Flame retardant vermiculite coated on polypropylene separator for lithium-ion batteries

Abstract

Lithium-ion batteries (LIBs) are being used in a variety of applications due to their desirable energy storage characteristics required for modern electronic devices. However, LIBs are prone to thermal runaway due to the flammable liquid electrolyte, decomposition of solid electrolyte interphase from anode surfaces, and melting of polypropylene (PP) separators. The separator provides a pathway for Li+ transfer and divides electrodes from electrical contact, avoiding a short circuit, a potentially catastrophic event. A separator that can endure higher temperatures may restrict a cell from causing thermal runaway.
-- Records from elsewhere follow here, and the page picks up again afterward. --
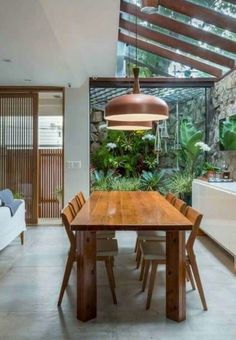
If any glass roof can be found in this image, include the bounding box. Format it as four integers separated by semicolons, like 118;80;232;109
117;0;236;78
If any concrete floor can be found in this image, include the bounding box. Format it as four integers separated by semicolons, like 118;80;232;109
0;227;236;340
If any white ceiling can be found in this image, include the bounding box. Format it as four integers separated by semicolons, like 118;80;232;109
0;0;120;87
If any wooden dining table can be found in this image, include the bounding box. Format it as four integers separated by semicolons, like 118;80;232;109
71;191;192;322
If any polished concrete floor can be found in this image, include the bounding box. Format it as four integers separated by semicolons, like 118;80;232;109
0;227;236;340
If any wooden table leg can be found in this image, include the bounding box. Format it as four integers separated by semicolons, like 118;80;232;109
76;231;97;321
166;231;186;322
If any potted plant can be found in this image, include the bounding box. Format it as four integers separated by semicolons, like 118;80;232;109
202;162;220;178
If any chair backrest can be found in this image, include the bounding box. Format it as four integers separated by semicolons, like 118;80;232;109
61;205;76;249
165;192;176;204
75;191;86;207
173;198;187;214
185;207;203;252
69;197;81;217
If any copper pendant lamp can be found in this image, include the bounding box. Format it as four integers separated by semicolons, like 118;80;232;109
105;67;169;122
107;120;152;131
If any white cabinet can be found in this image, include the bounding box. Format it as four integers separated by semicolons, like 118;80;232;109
192;180;236;270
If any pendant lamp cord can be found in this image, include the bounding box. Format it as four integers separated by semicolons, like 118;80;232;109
135;0;138;67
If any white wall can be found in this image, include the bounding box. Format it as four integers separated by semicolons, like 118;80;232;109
64;80;89;203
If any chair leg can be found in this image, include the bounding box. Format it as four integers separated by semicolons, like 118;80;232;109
109;256;116;288
186;265;189;282
139;258;145;281
142;260;150;292
186;263;196;290
134;237;138;253
110;256;115;267
105;258;117;305
188;254;207;310
136;245;142;269
136;240;141;262
20;231;24;246
57;249;75;306
146;261;157;309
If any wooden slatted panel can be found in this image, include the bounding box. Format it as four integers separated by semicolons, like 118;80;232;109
39;149;63;218
0;94;38;223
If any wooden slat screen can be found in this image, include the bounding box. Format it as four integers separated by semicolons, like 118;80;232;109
39;149;63;218
0;94;38;223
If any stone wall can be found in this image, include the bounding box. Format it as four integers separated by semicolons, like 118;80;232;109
207;71;236;179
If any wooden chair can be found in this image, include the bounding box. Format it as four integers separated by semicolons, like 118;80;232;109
135;192;183;270
140;207;207;310
58;205;118;306
75;191;86;207
75;191;116;240
68;197;82;218
165;192;176;204
173;198;187;214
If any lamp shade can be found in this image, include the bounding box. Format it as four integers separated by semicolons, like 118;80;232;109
107;120;152;131
105;67;169;122
105;93;169;122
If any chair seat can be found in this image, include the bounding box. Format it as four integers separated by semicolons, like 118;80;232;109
96;230;116;239
137;230;166;242
97;239;118;257
140;242;166;263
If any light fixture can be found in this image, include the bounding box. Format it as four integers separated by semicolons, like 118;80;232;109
107;120;152;131
2;58;12;63
105;67;169;122
141;0;159;14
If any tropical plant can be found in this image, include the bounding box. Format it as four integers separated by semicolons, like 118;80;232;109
202;162;220;174
91;170;114;191
91;131;157;177
112;177;140;191
220;116;236;150
179;119;210;176
140;171;163;191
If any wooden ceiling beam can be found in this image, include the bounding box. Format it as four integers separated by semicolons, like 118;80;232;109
124;56;173;77
121;0;236;53
120;18;235;69
118;32;222;78
159;0;236;33
225;0;236;5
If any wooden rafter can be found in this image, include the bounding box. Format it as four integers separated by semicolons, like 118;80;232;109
159;0;236;32
121;0;236;53
119;32;222;77
124;56;173;77
120;18;235;68
225;0;236;5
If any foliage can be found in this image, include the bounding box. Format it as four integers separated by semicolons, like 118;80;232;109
91;131;157;177
140;171;163;191
179;119;203;175
91;170;140;191
202;162;220;174
91;170;114;191
112;177;140;191
220;116;236;150
165;171;194;199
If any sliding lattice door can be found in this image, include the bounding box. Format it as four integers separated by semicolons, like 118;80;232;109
0;94;38;223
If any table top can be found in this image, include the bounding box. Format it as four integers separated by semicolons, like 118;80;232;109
71;191;192;230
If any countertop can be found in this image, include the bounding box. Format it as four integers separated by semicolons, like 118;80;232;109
194;179;236;194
This paper demonstrates that vermiculite, a mineral stable over 1000 °C, could act as a separator lining in LIBs with a lithium-ion phosphate (LFP) cathode and lithium anode. Though the standard PP separator shrinks or melts above 130 °C, the vermiculite and binder will continue to provide electronic isolation, allowing the battery to delay a thermal runaway scenario. The battery containing the vermiculite modified separator released 1.675 kJ g−1 less exothermic energy during the thermal runaway, as well as demonstrating a 3.38 °C higher separator melting temperature, indicating enhanced safety in examined LIBs.